Nei primi secoli del cristianesimo, poche scene furono cariche di forza simbolica quanto l’Adorazione dei Magi. Non si trattava soltanto di un episodio narrativo dell’infanzia di Gesù, ma di un vero e proprio strumento catechetico, capace di rafforzare la fede e di tradurre in immagini il cuore del messaggio cristiano. Accanto alla Natività, dominata dalla coppia essenziale di Maria e del Bambino, l’arrivo dei Magi apriva lo spazio a una lettura universale della salvezza.

La scena si arricchiva progressivamente di significati: talvolta con la presenza di un profeta — poi sostituito iconograficamente da Giuseppe — talvolta con il bue e l’asino, talvolta con i Magi in adorazione. Era un linguaggio simbolico in continua evoluzione, capace di parlare ai fedeli più della parola scritta, soprattutto in un’epoca in cui l’immagine aveva una funzione educativa decisiva.

Eppure, proprio su uno degli elementi oggi più scontati, la tradizione antica taceva: quanti erano i Magi?

Il Vangelo di Matteo, unico a raccontarne l’arrivo, non fornisce alcuna indicazione numerica. Questa indeterminatezza aprì uno spazio di riflessione che per secoli rimase volutamente irrisolto. I Padri della Chiesa, così come gli autori dei vangeli apocrifi, tentarono di colmare i silenzi evangelici, spinti dalla curiositas delle prime comunità cristiane, ma sul numero dei Magi regnò a lungo l’ambiguità.

Nei testi patristici più antichi, l’assenza di una definizione chiara sembra quasi intenzionale: una questione ritenuta secondaria o forse troppo complessa, affidata alla libera interpretazione del singolo. Il numero poteva essere dedotto dai doni — oro, incenso e mirra — ma senza mai diventare dottrina.

La svolta avvenne a metà del V secolo, quando Papa Leone Magno: in un sermone dedicato all’Epifania, stabilì senza esitazioni che i Magi erano tre. Non una semplice precisazione narrativa, ma una scelta teologica di enorme portata. I tre Magi diventavano il simbolo di tutti i popoli della terra, chiamati a riconoscere nel Bambino di Betlemme il nuovo Re. Umiltà, fede e universalità della salvezza si condensavano in quel numero.

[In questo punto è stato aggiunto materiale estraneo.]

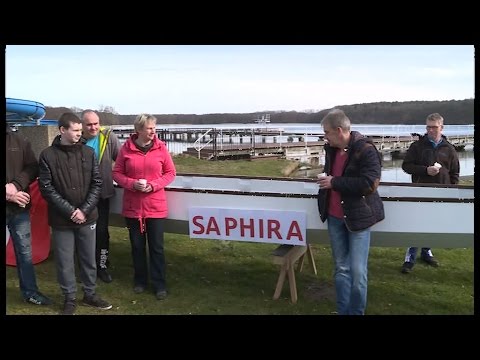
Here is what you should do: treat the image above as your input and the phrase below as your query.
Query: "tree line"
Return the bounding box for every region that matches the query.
[45,99,474,125]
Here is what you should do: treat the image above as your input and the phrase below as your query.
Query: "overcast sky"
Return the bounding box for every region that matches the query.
[5,45,475,115]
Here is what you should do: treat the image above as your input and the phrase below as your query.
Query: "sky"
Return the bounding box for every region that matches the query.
[5,45,475,115]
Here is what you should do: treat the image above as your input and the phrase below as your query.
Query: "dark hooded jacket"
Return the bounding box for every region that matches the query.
[39,135,102,228]
[402,134,460,184]
[5,126,38,216]
[318,131,385,231]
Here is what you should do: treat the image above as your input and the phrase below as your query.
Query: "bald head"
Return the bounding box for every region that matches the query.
[82,110,100,139]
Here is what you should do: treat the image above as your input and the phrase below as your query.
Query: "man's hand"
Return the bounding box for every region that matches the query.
[5,183,18,201]
[70,208,87,224]
[427,165,440,176]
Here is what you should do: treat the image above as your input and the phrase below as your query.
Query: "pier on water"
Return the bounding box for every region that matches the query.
[112,126,474,165]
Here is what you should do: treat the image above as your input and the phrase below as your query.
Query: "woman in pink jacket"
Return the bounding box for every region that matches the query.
[113,114,176,300]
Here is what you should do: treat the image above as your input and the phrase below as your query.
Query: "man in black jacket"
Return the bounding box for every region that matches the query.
[318,109,385,315]
[5,125,52,305]
[39,113,112,315]
[402,113,460,274]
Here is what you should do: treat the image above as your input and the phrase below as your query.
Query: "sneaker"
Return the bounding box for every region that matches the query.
[62,299,77,315]
[420,255,438,267]
[97,269,113,284]
[133,285,145,294]
[82,294,112,310]
[25,292,53,305]
[155,290,167,300]
[402,261,415,274]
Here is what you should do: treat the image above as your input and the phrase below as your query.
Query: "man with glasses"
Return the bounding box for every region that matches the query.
[402,113,460,274]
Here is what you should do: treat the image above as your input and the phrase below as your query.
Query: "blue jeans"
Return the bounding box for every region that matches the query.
[328,216,370,315]
[5,211,38,299]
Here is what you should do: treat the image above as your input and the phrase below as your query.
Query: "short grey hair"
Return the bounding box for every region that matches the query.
[133,114,157,131]
[427,113,443,125]
[320,109,351,131]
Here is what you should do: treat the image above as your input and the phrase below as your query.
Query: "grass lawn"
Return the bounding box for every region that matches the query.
[6,157,474,315]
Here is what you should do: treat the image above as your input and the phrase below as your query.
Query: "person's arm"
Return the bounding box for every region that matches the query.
[78,145,102,215]
[38,152,75,219]
[112,146,137,191]
[108,131,122,161]
[331,143,382,196]
[11,139,38,191]
[449,149,460,185]
[402,143,433,176]
[149,146,177,191]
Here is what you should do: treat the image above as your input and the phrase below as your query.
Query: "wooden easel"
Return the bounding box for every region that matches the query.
[273,244,317,304]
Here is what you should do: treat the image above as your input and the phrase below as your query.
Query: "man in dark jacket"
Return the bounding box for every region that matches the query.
[39,113,112,315]
[402,113,460,274]
[318,109,385,315]
[82,110,121,283]
[5,125,52,305]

Con l’autorevolezza propria del ruolo papale, Leone Magno pose un punto fermo a una vexata quaestio secolare. Dopo di lui, il silenzio degli esegeti non fu più incertezza, ma superamento del problema: il numero era ormai fissato. Arte e omiletica si allinearono, valorizzando sempre più il significato trinitario dei doni e raggiungendo una sostanziale univocità interpretativa.

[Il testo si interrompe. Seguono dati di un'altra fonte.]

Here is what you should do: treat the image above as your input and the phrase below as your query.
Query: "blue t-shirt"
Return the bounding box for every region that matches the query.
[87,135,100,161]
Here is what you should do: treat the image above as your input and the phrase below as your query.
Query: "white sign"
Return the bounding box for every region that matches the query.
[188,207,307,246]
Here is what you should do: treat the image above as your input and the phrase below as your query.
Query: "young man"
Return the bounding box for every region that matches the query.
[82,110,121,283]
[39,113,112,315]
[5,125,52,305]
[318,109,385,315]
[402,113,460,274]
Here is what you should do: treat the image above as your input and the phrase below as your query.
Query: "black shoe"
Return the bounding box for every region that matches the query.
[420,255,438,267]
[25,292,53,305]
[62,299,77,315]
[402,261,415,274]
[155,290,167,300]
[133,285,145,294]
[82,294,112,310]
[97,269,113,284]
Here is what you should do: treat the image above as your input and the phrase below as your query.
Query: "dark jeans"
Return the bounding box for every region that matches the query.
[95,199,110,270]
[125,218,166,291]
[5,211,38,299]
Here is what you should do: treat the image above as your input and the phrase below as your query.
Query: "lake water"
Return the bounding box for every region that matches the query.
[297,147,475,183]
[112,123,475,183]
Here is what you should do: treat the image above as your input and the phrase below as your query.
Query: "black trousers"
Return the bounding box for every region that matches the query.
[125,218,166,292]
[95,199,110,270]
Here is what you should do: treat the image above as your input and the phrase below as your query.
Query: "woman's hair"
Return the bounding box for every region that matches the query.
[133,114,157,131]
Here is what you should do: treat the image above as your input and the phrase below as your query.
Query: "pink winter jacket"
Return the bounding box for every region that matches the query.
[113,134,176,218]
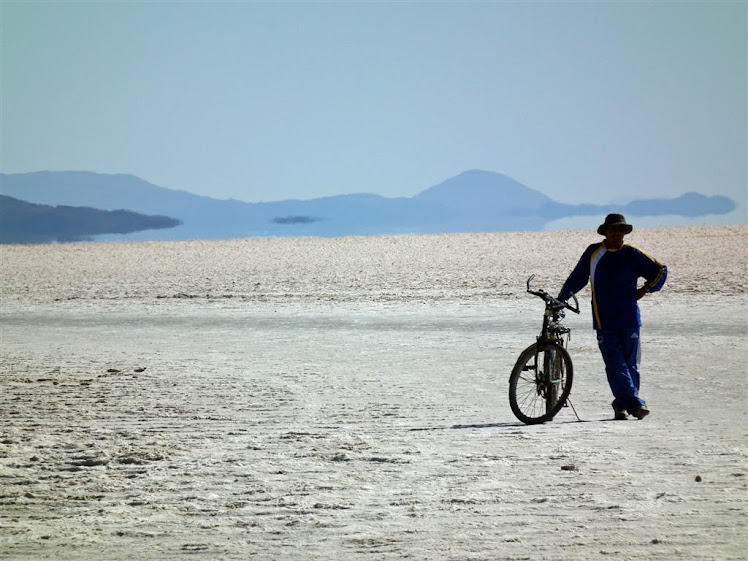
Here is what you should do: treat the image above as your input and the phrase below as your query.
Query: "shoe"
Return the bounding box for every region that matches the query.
[634,405,650,421]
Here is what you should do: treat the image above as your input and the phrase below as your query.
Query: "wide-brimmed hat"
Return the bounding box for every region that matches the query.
[597,214,634,236]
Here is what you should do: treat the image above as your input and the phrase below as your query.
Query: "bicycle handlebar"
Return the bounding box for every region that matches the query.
[527,275,579,314]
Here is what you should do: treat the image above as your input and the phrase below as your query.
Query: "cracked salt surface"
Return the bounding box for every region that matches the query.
[0,227,748,560]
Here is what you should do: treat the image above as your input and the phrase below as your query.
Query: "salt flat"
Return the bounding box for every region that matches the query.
[0,227,748,560]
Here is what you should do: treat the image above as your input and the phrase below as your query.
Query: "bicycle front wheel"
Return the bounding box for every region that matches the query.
[509,341,574,425]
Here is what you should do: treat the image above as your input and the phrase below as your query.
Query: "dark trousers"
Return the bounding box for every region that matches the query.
[597,327,646,413]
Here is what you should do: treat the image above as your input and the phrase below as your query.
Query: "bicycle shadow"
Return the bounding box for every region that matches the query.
[408,419,604,432]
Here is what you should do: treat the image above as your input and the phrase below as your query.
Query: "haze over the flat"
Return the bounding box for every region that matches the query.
[0,1,748,225]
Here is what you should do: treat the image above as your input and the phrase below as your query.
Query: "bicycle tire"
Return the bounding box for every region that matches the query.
[509,341,574,425]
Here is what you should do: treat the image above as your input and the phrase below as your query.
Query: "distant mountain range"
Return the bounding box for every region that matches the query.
[0,195,179,243]
[0,170,735,243]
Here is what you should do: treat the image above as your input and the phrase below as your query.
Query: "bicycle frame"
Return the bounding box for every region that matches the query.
[509,275,579,424]
[527,275,579,347]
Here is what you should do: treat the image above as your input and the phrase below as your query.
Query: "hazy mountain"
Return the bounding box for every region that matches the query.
[0,170,735,240]
[0,195,179,243]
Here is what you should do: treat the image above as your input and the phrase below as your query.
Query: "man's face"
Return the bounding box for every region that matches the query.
[605,226,626,249]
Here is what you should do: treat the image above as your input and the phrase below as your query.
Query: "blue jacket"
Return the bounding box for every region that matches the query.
[558,243,667,329]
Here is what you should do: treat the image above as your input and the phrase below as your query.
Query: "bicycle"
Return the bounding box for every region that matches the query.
[509,275,579,425]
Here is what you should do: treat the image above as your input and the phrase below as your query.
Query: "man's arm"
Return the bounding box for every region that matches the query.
[558,248,592,302]
[635,248,667,300]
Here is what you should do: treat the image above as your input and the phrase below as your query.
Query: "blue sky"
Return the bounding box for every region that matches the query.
[0,1,748,221]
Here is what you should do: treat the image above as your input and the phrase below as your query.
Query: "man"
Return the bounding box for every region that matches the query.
[558,214,667,420]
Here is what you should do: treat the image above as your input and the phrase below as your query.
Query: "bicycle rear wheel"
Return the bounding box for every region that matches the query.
[509,341,574,425]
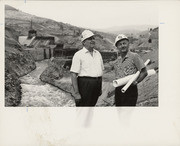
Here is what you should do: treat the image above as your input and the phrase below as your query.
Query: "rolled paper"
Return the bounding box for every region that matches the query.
[144,59,150,66]
[121,59,150,93]
[113,69,156,87]
[121,71,140,93]
[113,59,150,87]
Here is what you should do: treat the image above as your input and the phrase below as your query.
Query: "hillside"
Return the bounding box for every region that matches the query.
[5,6,158,106]
[5,5,115,50]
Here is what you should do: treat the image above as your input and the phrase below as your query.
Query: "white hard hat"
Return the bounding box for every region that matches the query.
[81,30,95,42]
[114,34,129,46]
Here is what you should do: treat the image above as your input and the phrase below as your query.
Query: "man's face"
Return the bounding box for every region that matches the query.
[84,37,95,49]
[116,39,129,53]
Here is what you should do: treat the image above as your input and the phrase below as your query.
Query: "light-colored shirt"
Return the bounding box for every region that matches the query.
[70,47,104,77]
[110,51,145,79]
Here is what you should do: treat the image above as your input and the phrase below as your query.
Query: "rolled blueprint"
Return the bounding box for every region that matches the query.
[113,69,156,87]
[121,71,140,93]
[121,59,150,93]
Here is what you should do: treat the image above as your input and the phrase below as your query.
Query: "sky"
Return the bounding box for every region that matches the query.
[4,0,158,29]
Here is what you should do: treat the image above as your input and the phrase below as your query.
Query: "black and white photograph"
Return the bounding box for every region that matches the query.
[0,0,180,146]
[5,1,159,107]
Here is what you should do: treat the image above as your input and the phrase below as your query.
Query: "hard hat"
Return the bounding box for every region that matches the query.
[114,34,129,46]
[81,30,95,42]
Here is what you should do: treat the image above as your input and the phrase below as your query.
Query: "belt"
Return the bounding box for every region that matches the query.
[78,76,102,79]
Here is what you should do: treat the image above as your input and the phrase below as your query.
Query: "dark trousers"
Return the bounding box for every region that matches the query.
[115,86,138,106]
[76,77,102,106]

Questa definizione aveva trovato una potente eco già nell’arte paleocristiana, come dimostra uno dei suoi capolavori più antichi: la lastra sepolcrale di Severa, proveniente dal cimitero di Priscilla sulla via Salaria, oggi ai Musei Vaticani. Databile tra la fine del III e l’inizio del IV secolo, la lastra — forse chiusura di un loculo infantile — reca l’augurio “Severa in Deo vivas” e una delle più antiche rappresentazioni dell’Adorazione dei Magi.

Le figure, incise con linee leggere ma incisive, sembrano muoversi: i Magi avanzano con i mantelli gonfiati dal vento, guidati dalla stella verso Maria, seduta su un alto seggio di vimini, mentre il Bambino si protende per ricevere i doni. Dietro di lei, il profeta Balaam indica l’astro, richiamando il compimento della profezia: «Una stella spunterà da Giacobbe».

In questa piccola lastra di marmo bianco si concentra una teologia visiva di straordinaria potenza: i Magi attestano che il Messia annunciato dalle Scritture è finalmente arrivato, che le antiche conoscenze magiche sono superate, che la salvezza si è fatta carne. Pagani convertiti davanti alla grandezza di Cristo, essi diventano testimoni eletti, come i primi cristiani.

Così, tra parola e immagine, tra omelia e incisione, Papa Leone Magno non solo definì un numero, ma orientò secoli di fede, arte e catechesi. Da allora, sotto quella stella, i Magi sono tre. E non solo per tradizione, ma per una scelta che ha segnato la storia del cristianesimo.